Die Diesel-Krise ist im VW-Konzern noch nicht endgültig aufgearbeitet. Ein Autoanalyst sieht aber riesiges Kurspotential für die Vorzugsaktie der Wolfsburger. Was ist da dran?

          Die Aufarbeitung der Diesel-Krise ist noch nicht vorbei, aber der Volkswagen-Konzern scheint bei Analysten mit dem Thema nicht mehr groß in Verbindung gebracht zu werden. Eine neue Studie sieht nun ein Kurspotential von fast 70 Prozent der Automobil-Aktie und hat vor allem eine Konzern-Sparte im Visier.

          Der renommierte Autoanalyst Jürgen Pieper hat das Kursziel für die VW-Papiere von 215 auf 270 Euro angehoben. Die Nutzfahrzeugsparte könne dem Aktienkurs zu neuen Höhen verhelfen, schrieb Pieper in seiner Studie. Truck & Bus sei ein Unternehmen, das binnen weniger Jahre zu den führenden im globalen Nutzfahrzeugmarkt gehören könne.
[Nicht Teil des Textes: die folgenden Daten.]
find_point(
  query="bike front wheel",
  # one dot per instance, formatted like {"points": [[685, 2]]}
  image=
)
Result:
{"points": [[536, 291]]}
          Zwei der Ursprungsunternehmen - MAN und Scania - gehörten schon seit Jahrzehnten zu den profitabelsten Herstellern schwerer Lkw. Im Verbund mit den lateinamerikanischen Aktivitäten von VW Caminhoes e Onibus sowie der Beteiligungsgesellschaft Navistar dürften sie mittelfristig höheres Wachstum und eine größere Profitabilität erreichen. Einsparungen von mehreren hundert Millionen Euro innerhalb der kommenden fünf Jahre sollten zusätzlich Auftrieb bringen.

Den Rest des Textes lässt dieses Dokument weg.